Wednesday, September 24, 2008

An Alternative to the $700,000,000 Bailout

Everyone is worried about the economy, including me. What really worries me though is the speed with which things are happening and how quickly we seem to be on the verge of spending a staggering amount of money to prop up private companies.

Last week, while we were on our family vacation in Disneyland, it felt as if we’d dropped into an alternate universe, where up was down and down was up. We were, of course, having a ball and wandering around in “the happiest place on earth,” which was the perfect antidote to the news of the day. One morning that news was of plummeting stocks (meaning our 401Ks were rapidly halving in value); then it was huge companies filing for bankruptcy or being bought by other huge companies (did Bank of America really buy Merril Lynch?). Finally, it seemed that global credit markets had simply ground to a halt and were on the brink of collapse. Every day the news seemed more and more unbelievable.

And to cap it all off on the last day of our trip, the government rolled out the idea of the bailout. Seven hundred BILLION dollars. I’ve been trying to get my head around how much money that is. The Iraq War so far has cost $2 trillion so this bailout would cost roughly 1/3 as much. But the Iraq War has been going on for five and a half years! The government is now proposing to give the Treasury Secretary the authority to spend these hundreds of billions as fast as he can.

In all the questioning of the bailout that I’m hearing on the news and radio, what I haven’t been hearing is alternatives. Surely there is some alternative to spending an ungodly amount of taxpayer money to prop up the economy?

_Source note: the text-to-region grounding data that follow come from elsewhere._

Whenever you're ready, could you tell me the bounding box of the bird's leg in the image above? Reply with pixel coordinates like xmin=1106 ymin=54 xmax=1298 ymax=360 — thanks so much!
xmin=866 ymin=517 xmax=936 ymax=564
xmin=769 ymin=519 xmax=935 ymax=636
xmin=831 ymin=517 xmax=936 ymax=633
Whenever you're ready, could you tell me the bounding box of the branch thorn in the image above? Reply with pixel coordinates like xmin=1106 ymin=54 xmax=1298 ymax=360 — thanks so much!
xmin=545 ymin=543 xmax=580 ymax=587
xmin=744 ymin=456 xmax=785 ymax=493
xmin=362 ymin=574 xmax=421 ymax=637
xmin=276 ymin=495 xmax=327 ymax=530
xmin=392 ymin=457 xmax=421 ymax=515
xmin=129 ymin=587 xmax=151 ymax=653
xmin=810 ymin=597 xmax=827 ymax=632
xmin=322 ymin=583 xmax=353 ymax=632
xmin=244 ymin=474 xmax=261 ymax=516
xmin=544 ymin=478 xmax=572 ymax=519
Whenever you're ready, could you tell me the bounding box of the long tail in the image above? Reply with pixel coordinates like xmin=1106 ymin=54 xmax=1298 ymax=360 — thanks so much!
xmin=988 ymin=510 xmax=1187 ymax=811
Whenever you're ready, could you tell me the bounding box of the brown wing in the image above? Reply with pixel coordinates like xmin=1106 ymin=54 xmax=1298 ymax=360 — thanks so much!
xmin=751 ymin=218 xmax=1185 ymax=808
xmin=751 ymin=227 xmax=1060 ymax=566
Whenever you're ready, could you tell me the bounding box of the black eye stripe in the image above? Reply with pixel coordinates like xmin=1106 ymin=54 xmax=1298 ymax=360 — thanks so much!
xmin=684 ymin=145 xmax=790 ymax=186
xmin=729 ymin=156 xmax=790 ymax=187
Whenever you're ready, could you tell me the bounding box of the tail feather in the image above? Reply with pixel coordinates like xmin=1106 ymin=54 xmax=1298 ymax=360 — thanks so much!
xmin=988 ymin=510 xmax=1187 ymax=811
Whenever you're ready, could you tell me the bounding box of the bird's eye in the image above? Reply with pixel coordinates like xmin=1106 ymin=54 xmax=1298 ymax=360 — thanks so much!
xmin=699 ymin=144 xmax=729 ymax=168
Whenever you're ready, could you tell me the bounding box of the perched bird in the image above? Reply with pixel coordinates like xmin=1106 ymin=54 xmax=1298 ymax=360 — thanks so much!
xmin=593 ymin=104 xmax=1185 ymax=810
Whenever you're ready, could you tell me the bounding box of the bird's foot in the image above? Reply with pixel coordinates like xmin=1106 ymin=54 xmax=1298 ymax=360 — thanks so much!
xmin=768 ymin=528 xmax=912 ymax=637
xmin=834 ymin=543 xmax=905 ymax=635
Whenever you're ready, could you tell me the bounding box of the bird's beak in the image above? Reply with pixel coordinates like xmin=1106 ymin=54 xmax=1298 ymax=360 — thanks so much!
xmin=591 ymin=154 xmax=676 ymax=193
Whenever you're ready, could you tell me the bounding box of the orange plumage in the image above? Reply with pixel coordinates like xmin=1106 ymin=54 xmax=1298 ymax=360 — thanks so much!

It turns out there is. Two of the countries leading economists, writing in an online economics journal I subscribe to called “The Economists Voice,” recommend a plan that sounds much more sensible. It’s called debt for equity swaps and it is what normally happens when big companies file for bankruptcy. The idea comes from an article written by Luigi Zingales, who is a professor of economics and entrepreneurship at the University of Chicago School of Business. He has won all kinds of awards for his work. Interestingly, he wrote a book called Saving Capitalism from the Capitalists. He is now proposing a way to do just that since his fear is that greedy capitalists (my words, not his) will destroy capitalism with this bailout. The heart of the matter is that people who work at the big banks and investment firms – and more importantly their shareholders -- have all profited over the years while this crisis was brewing. But the losses they would now suffer if the full meltdown occurs won’t be borne just by them. Under the bailout plan those losses will be suffered by all taxpayers since we’ll be paying for it. So they get the profits and we get the losses? Not only does that seem morally wrong, it is also wrong in terms of how capitalism is supposed to function. If you profit, you take risks in order to do so. But surely it should be those who profit who also stand to lose or else how will they ever adjust the risks they take?

Back to Zingales’ idea. He explains that normally, when companies have a huge liability to pay, they file for Chapter 11 bankruptcy and they basically get debt forgiveness in exchange for equity. He explains how it works:

In Chapter 11, companies with a solid underlying
business generally swap debt for equity: the
old equity holders are wiped out and the old
debt claims are transformed into equity claims
in the new entity which continues operating
with a new capital structure. Alternatively, the
debtholders can agree to cut down the face
value of debt, in exchange for some warrants.
Even before Chapter 11, these procedures were
the solutions adopted to deal with the large
railroad bankruptcies at the turn of the twentieth
century.

Zingales goes on to explain that the reason this “normal” way of dealing with the current situation is not being talked about much is time. It takes time to negotiate Chapter 11 arrangements. And U.S. credit markets don’t have time anymore. But our existing bankruptcy system has a way of dealing with this already. Bankruptcy judges just cram a restructuring deal down the throats of shareholders when they’re out of time or when the proceedings are too large or contentious for a negotiated settlement.

He also gives an example of how a similar situation happened during the Great Depression – when the government and courts forced a debt forgiveness plan onto firms -- and how both stock and bond prices soared afterwards. In other words, markets ended up liking this solution because it had benefits for everyone and it restored confidence in our finance system. That sounds like exactly what we need right now. It is certainly an idea worth exploring before we give away $700,000,000 of taxpayer money.

2 comments:

erika shern said...

not only does this bailout seem to go against the whole concept of capitalism (risk/reward) it also smacks of the way george w bush has run every business enterprise he's ever encountered...run the thing into the ground and then have your parents/rich friends/the fed bail you out. why should his legacy to our country be any different? and i am sorry to be less than sympathetic to the legions of homeowners who bought homes beyond their means, did they buy that swamp in florida too? when buying on credit is the american way, it seems disingenuous to claim ignorance when your bills are due...

CosMama said...

I agree that it is hard to feel sorry for all the homeowners who bought beyond their means. A friend in San Diego said his realtor warned him 3 years ago that the area he bought in would be sitting largely empty in a few years because, after all, how many people can REALLY afford a $1 million house? Lo and behold, that whole area is now one of those neighborhoods where house after house has been foreclosed.

I also blame the industry and the government for not regulating an out-of-control situation where people who couldn't afford them were given mortgages that were way beyond their salaries.

And while I'm ranting, wouldn't it be great if basic financial literacy was part of our educational system so that people would know what the heck was going on with money when and if they ever have any???